Salah satu tanda keruntuhan pilar masyarakat kita adalah munculnya berbagai jargon-jargon, narasi, dan slogan-slogan untuk mematikan manuver bergerak para aktor masyarakat sipil yang membuat ketakutan tersendiri bagi saya. Padahal, dengan adanya kritikan dari berbagai lapisan masyarakat berfungsi sebagai upaya penting dalam mengawal demokrasi. Dengan hadirnya banyak organisasi LSM (Lembaga Swadaya Masyarakat) berperan penting dalam melakukan checks and balances agar lembaga negara tidak berbuat sewenang-wenang.
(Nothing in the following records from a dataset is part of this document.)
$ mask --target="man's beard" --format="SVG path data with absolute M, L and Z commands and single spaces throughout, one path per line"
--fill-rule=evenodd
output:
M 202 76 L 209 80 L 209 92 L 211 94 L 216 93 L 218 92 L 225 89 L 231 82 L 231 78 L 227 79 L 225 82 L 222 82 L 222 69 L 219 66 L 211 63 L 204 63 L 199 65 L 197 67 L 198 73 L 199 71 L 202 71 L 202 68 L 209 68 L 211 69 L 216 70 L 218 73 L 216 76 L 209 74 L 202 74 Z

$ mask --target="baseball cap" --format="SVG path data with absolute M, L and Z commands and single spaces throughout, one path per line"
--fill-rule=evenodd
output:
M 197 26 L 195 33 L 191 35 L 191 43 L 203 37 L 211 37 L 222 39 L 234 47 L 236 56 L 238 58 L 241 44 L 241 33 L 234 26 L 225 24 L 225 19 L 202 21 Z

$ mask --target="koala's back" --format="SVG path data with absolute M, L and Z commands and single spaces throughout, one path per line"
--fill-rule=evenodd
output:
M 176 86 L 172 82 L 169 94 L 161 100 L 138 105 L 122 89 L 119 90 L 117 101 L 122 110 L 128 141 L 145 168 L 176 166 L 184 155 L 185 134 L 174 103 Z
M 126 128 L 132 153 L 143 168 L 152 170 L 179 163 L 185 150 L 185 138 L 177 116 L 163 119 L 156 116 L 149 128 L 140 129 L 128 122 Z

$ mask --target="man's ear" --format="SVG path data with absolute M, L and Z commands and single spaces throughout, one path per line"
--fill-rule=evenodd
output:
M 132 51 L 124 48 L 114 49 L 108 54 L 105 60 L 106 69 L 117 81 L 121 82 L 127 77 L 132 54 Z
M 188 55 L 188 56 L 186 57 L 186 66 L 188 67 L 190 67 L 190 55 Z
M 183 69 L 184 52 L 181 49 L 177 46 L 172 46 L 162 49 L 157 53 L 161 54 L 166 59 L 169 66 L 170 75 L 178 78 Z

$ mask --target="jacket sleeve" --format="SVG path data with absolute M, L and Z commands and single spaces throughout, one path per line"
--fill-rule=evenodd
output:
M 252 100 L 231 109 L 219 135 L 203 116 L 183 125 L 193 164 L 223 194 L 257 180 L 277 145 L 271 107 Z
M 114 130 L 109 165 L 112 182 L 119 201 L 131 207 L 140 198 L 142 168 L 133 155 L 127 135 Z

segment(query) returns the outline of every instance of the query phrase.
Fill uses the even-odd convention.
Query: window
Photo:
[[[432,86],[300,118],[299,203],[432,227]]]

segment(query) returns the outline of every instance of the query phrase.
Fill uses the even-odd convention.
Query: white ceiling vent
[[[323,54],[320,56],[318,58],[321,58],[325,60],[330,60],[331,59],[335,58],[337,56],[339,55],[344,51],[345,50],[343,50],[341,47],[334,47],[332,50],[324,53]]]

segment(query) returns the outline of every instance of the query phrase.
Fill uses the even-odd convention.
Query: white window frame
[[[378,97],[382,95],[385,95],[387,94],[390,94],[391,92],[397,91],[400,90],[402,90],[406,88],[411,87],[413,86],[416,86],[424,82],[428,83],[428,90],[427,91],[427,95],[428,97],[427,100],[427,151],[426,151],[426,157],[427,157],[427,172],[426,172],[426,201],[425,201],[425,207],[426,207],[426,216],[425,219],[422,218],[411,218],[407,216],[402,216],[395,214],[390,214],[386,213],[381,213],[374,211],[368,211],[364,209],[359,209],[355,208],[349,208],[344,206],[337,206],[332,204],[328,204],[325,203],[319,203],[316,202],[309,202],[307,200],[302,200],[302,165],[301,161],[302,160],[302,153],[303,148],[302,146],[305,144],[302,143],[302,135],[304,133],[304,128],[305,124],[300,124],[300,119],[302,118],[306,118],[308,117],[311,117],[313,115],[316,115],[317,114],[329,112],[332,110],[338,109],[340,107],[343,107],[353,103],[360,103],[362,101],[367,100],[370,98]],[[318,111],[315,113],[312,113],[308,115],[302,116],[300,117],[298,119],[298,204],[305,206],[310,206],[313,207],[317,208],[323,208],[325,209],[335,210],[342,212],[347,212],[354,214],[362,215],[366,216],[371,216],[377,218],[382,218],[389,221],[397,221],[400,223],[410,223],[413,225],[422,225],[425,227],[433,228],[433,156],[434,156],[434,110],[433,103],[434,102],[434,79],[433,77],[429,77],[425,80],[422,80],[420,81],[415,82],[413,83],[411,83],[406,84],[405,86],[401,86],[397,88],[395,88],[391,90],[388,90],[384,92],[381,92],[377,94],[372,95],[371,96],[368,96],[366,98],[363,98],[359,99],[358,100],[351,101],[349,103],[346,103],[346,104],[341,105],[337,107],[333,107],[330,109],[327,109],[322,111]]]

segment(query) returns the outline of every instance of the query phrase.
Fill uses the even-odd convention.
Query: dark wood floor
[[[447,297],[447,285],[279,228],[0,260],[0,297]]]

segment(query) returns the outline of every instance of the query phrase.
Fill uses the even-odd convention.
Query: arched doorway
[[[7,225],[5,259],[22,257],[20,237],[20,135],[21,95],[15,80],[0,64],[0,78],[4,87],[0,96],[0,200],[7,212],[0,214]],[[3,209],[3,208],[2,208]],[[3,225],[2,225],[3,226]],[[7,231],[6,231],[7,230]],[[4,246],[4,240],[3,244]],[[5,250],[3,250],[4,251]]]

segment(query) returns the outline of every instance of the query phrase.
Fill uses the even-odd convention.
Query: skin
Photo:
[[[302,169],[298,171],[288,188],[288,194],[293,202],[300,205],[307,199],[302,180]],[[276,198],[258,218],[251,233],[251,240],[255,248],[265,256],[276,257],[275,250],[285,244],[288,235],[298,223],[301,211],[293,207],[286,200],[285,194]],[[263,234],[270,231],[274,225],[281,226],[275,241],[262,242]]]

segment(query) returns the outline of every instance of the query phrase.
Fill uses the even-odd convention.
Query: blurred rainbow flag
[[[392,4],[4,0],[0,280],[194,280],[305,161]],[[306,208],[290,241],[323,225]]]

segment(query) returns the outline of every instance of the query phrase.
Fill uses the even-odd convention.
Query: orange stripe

Hadirnya organisasi-organisasi tersebut, membuat wadah bagi aktor-aktor masyarakat sipil untuk mengawal lembaga negara dalam berbagai bidang. Namun ironisnya wadah masyarakat ini malah dijadikan, dimanfaatkan dan mengalami penyusutan karena ditunggangi oleh para penguasa dan jaringannya (oligarki), Dalam buku Oligarki: Teori dan Kritik, wacana global juga turut mempromosikan neoliberalisme yaitu konsep tentang transisi ekonomi politik, demokrasi, pemerintahan yang baik, pertumbuhan ekonomi dan sejenisnya yang menjadi acuan utama para negarawan, aktivis dan akademisi dalam mengadvokasi agenda-agenda reformasi institusional.
Ironisnya, kegagalan jargon-jargon neoliberalisme mengacu pada fakta ketimpangan ekonomi yang terus menajam serta makin menguatnya kecenderungan illiberalisme dalam demokrasi di indonesia. Hal ini tidak pernah diakui sebagai indikasi keterbatasan teori modernisasi dan turunannya dalam menjawab persoalan-persoalan politik di Indonesia.
Dijelaskan juga dalam buku Oligarki: Teori dan Kritik, bahwa kemenangan Jokowi ˗˗sosok yang tidak terhubung dengan kekuatan politik lama serta tidak masuk dalam kategori sebagai konglomerat˗˗ dalam pemilihan umum tahun 2014 dan 2019 melawan Prabowo Subianto ˗˗konglomerat purnawirawan jenderal yang juga mantan menantu Suharto˗˗ kerap disetir oleh beberapa eksponen pluralis atas para tokoh dibaliknya sebagai bentuk kemenangan oligarki melawan oligarki.